A Vickrey Auction is where the highest bidder wins - but he/she only pays the second highest bidding price.
Let's say there's an auction of 3 people
A bids $1.00
B bids $1.15
C bids $1.45
In this case, C wins the bid but pays only $1.15.
So why would anyone selling anything want to sell via a Vickrey Auction when it seems they don't get the best price that way?
The answer is that they do - provided everyone who is bidding knows what is going on. In Google's case, this is far from the truth at the moment but by the time you've finished this article you will be one of the few who do and it could help you plan your AdWords campaigns better.
If you participate in a Vickrey Auction, you can safely bid the maximum price that makes sense to you in the knowledge that if you win, you will pay less than this. If everyone understands this, they will all bid the maximum they can afford and the seller does very nicely. Furthermore, no one ends up paying more than they can afford.
This process also keeps people in the bidding who would otherwise be nervous of pitching too high.
At the moment very few people understand what is really going on behind Google's bidding process and therefore the prices that people bid are often well in excess of what they are really prepared to pay. In fact, unless you are operating in a highly competitive area, you can generally afford to bid high provided no one else is adopting a similar tactic. Here's why.
Why it can be dangerous to bid high
Google uses a variation on the Vickrey Auction model to determine how much you pay when your ad is clicked. Let's look at the situation when three people again are bidding.
A bids $1.20
B bids $2.50
C bids $1.21
B wins the bid, but Google sets the price paid at 1 cent ABOVE the next highest price. In this case then B has to pay $1.22 for the click. This is well below the price he bid.
Now it may be that B simply set his price high because he thought that $2.50 would guarantee top slot and that everyone else would be bidding much lower which in this case was true.
But suppose C also adopted the same philosophy and bid $2.30 instead of $1.21.
A bids $1.20
B bids $2.50
C bids $2.30
In this case, B would still win - but would have to pay $2.31 for the click this time.
This shows why it is dangerous to bid too high just to achieve a high ranking.
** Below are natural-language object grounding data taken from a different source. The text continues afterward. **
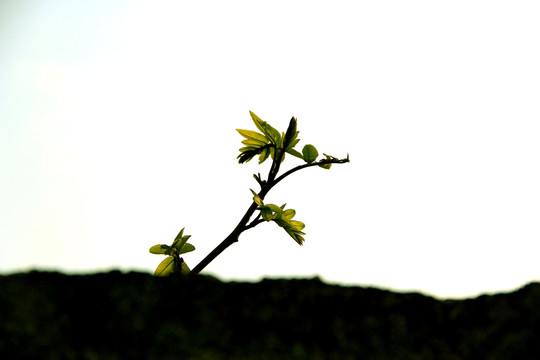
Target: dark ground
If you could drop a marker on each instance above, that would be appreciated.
(136, 316)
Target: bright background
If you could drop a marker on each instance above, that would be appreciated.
(117, 127)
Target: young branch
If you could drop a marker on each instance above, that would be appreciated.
(265, 188)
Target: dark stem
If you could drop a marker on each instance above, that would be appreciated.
(243, 224)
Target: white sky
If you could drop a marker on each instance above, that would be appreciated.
(117, 127)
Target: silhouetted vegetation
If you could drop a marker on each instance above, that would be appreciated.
(137, 316)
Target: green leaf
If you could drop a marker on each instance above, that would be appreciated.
(160, 249)
(247, 154)
(186, 248)
(178, 237)
(257, 198)
(266, 213)
(184, 269)
(180, 245)
(288, 214)
(325, 166)
(264, 155)
(272, 134)
(291, 135)
(257, 120)
(297, 225)
(274, 208)
(310, 153)
(295, 153)
(166, 267)
(253, 135)
(253, 143)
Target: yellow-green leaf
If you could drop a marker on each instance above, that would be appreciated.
(249, 134)
(186, 248)
(310, 153)
(160, 249)
(166, 267)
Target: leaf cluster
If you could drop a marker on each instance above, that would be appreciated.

You can't always assume you will pay much less than your maximum bid price.
2 additional Google twists
Just to make the process more complex, Google adds a couple of twists to this process too.
In the above examples, we talk about bid prices measured in dollars and cents. In practice, Google uses a different "currency". Let's call it your bidding power.
Your bidding power is equal to your bidding price multiplied by your ads popularity for the relevant keyword. What this means is that your bidding power doubles if you run ads that achieve twice the click through rate of competitor ads for a given keyword even if you are bidding exactly the same amount of money per click.
Example:
Bid price $2.12
CTR 2%
Bidding power = 414Bid price $2.12
CTR 1%
Bidding power = 212
When you bid in Google's real time auction for an ad, it is your Bidding Power and not simply your bidding price that determines where your ad will rank.
If you get a high CTR, you can still have a higher Bidding Power than your competitor who is bidding a higher price than you. This is why it pays to have ads that get the clicks.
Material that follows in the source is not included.